I did read that more, and changed to (sizeof(int)) but:

On a test array of 24 ints, numbers now has a length of 24 when it needs to be 6 x v128.

Assuming a NativeArray simply holds a pointer and a length, how do I change pointer size from 4 to 16 and the length from 24 to 6? Easily done with void pointers, not sure how in Unity. Trying to do things the safe way!

Ok I got further, but here’s what I don’t understand. Without the commented lines to get the memory out of the loop it takes 300 ticks. With the line running so I can get the sum out… it takes 5000000 ticks…

I’m assuming 0+1 is much faster than 1000000+1, this can be the only reason, but why, more bits to add up?

Or is some crazy safety check based on the size? I thought 0+1 is no different from 1000000+1 in speed (well actually these output -1 so it would be -1000000±1)

When you use line 26 instead of line 27, each iteration of your loop completely replaces the value of tally without using anything from the previous iteration. This means only the last iteration does any actual work and the rest is useless.

The massive difference in timings suggests the burst compiler noticed this too and optimized things so the loop doesn’t exist anymore: it only needs to do the last iteration to obtain the same result (with idx = 0). The actual work is done only n times for an input array of size of n.

With line 27 instead of 26, the amount of work for n items is n², an exponential increase as your items list grows in size.

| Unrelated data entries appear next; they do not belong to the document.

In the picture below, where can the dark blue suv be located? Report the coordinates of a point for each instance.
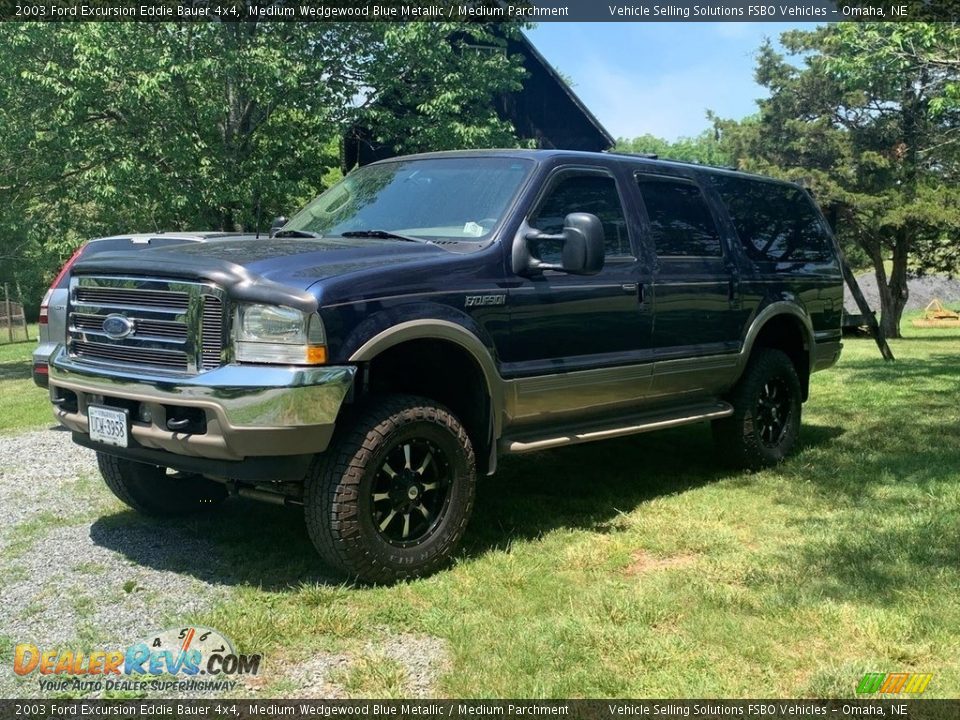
(430, 313)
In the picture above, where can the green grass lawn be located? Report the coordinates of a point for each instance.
(23, 405)
(641, 567)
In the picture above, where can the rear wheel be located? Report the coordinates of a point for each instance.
(391, 497)
(765, 424)
(152, 490)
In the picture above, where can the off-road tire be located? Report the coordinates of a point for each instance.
(340, 508)
(746, 438)
(149, 490)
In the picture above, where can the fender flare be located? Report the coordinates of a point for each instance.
(434, 329)
(768, 313)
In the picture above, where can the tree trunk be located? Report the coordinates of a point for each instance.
(893, 293)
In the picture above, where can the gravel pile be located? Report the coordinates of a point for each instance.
(922, 291)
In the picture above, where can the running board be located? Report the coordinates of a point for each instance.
(623, 426)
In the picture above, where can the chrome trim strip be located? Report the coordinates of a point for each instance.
(241, 396)
(720, 410)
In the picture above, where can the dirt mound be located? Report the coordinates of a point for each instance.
(922, 290)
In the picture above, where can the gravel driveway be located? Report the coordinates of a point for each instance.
(63, 584)
(78, 570)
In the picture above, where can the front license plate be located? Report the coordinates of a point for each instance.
(109, 425)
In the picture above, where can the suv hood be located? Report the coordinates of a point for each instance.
(265, 269)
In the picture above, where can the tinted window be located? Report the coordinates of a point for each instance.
(776, 223)
(680, 221)
(595, 194)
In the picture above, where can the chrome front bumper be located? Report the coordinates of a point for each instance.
(249, 410)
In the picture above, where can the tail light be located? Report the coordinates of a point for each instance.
(45, 303)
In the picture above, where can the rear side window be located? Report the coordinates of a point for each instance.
(680, 220)
(592, 193)
(775, 223)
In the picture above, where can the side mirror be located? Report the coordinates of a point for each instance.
(278, 222)
(581, 245)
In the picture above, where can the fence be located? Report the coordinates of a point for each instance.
(11, 316)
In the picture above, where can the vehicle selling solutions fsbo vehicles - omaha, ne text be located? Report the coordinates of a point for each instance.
(430, 313)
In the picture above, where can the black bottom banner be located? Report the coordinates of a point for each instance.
(911, 709)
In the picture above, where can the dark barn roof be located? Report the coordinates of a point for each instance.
(545, 110)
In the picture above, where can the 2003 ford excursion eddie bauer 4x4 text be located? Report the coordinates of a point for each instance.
(430, 313)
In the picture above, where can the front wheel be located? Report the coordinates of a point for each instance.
(391, 497)
(765, 424)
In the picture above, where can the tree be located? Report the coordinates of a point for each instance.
(705, 148)
(119, 127)
(871, 122)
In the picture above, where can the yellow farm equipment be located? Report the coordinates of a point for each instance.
(936, 315)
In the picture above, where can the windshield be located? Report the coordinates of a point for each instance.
(460, 198)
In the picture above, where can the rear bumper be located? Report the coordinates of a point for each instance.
(245, 410)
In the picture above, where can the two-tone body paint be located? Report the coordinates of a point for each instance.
(554, 348)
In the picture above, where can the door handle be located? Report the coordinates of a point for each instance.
(634, 288)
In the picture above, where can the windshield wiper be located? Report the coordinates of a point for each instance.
(297, 233)
(381, 235)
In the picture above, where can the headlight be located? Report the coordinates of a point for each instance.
(275, 334)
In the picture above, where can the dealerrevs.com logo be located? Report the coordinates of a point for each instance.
(190, 658)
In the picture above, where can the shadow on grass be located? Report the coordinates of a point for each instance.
(878, 370)
(586, 487)
(16, 370)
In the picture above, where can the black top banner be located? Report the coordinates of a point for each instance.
(815, 11)
(894, 708)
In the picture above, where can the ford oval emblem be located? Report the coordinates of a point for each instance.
(117, 326)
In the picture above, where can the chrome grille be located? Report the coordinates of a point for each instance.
(211, 333)
(165, 359)
(132, 297)
(173, 326)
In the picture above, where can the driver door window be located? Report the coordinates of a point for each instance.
(591, 193)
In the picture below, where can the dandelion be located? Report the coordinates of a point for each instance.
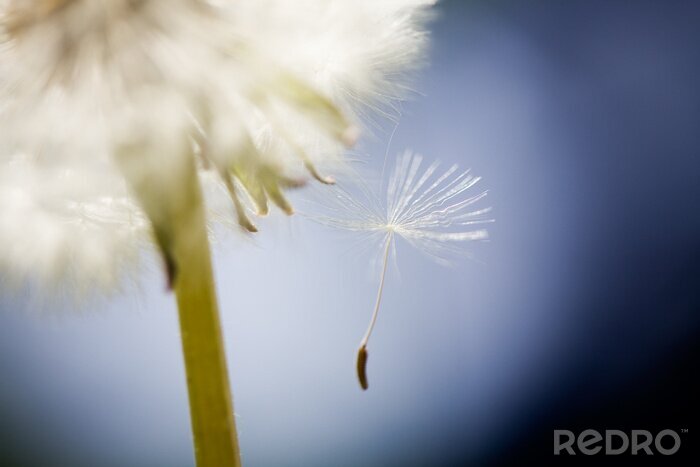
(431, 210)
(115, 114)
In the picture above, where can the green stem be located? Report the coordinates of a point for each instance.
(211, 406)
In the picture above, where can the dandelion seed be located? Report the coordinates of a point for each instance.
(113, 114)
(431, 210)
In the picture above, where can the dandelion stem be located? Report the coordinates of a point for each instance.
(211, 407)
(362, 352)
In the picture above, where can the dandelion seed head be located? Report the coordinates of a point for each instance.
(102, 103)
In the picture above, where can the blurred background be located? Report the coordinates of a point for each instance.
(583, 117)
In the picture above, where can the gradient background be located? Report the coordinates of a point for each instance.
(583, 117)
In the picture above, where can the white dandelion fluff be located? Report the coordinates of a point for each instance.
(103, 104)
(433, 211)
(115, 114)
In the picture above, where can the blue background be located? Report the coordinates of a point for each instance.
(583, 117)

Ok that makes sense. Well no idea how intrinsics here can make things faster, seems pretty slow unless I’m missing something (safety checks off). I’m also realising now how inputs/outputs are backwards. Intrinsics is one thing, thinking backwards is another! But at least I made a load of consts backwards for shuffling (after realising they need a backwards control). Maybe I can use that part for re-arranging.